Indian English has its own rhythm. Sarvam's TTS captures that. For an accessibility use case where the voice is the entire interface, that matters more than almost any other technical decision.

What You Could Build Next

This stack opens up a lot of directions. A voice-first learning platform for rural students with low literacy. An Indic-language medical intake form for patients who cannot read. A voice-driven government form assistant that guides citizens through complex paperwork. An accessibility layer for any existing web app where you plug Sarvam TTS and STT on top and instantly make it usable for millions more people.

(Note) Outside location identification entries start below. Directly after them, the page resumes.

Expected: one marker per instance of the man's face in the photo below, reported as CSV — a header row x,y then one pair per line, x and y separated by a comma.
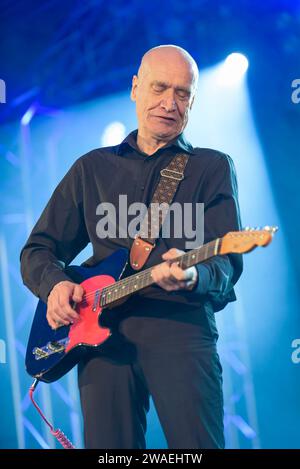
x,y
164,95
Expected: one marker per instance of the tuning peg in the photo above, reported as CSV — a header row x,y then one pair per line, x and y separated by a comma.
x,y
271,229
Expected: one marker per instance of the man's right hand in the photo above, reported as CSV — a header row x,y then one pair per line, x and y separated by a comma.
x,y
59,310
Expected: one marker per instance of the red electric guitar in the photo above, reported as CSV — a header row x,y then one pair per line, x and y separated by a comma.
x,y
52,353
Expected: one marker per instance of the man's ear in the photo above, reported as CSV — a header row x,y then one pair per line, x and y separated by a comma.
x,y
192,102
134,87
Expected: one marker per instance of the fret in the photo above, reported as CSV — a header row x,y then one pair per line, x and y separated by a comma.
x,y
142,279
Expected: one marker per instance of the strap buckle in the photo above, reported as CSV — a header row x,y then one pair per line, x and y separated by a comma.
x,y
175,174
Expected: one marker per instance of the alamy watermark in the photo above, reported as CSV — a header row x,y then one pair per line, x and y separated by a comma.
x,y
296,93
296,353
180,221
2,91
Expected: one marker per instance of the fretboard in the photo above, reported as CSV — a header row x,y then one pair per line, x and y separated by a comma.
x,y
143,279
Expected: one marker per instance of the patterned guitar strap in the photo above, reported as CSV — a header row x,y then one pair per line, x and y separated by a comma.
x,y
170,178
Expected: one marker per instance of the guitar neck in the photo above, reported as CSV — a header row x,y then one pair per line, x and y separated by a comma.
x,y
143,279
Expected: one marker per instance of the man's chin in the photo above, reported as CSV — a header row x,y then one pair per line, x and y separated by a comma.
x,y
165,132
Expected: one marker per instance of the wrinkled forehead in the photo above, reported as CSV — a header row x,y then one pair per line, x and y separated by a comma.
x,y
178,72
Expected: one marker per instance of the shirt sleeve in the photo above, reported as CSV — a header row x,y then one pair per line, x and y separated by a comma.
x,y
58,236
218,275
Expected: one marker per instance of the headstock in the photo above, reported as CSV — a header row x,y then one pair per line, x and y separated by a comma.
x,y
246,240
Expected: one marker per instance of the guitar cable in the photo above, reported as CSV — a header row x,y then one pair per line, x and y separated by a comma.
x,y
58,434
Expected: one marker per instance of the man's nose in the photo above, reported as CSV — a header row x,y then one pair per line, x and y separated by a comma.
x,y
168,102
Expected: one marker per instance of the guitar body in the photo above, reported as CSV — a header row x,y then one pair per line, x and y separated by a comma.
x,y
52,353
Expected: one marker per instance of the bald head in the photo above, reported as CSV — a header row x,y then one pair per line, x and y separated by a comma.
x,y
169,54
164,90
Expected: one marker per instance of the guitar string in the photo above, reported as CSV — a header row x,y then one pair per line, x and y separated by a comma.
x,y
132,279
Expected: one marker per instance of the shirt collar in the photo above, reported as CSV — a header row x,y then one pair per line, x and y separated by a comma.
x,y
180,142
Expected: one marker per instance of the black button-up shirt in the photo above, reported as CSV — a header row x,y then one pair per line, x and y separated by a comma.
x,y
69,220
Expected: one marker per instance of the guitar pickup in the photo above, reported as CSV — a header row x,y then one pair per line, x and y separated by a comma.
x,y
55,347
51,348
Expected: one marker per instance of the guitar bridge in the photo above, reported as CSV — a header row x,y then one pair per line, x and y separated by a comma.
x,y
51,348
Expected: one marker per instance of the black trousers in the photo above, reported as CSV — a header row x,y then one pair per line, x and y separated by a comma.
x,y
174,362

The infrastructure is simple. The impact is not. If you are building for India, Sarvam's models are worth a serious look — not because they support Indian languages, but because they actually understand how Indian users speak and listen. That is a different thing entirely.

Top comments (1)

Luis Cruz • Jun 11

This is a fantastic example of accessibility-first design meeting practical AI implementation. You’ve clearly identified a real gap — visually impaired students in India need an experience that’s naturally voice-driven, not just a screen reader workaround. The way you built the platform with just two gestures and leveraged Sarvam AI for TTS/STT shows an elegant balance of simplicity, usability, and technical robustness. Highlighting how the accent and rhythm of Indian English fundamentally change trust and engagement is a powerful insight that many developers overlook.
I’d love to learn more about user feedback. Have you had a chance to test the platform with actual visually impaired students? I’d be happy to help brainstorm additional use cases or ways to expand the voice-first experience across other accessibility scenarios.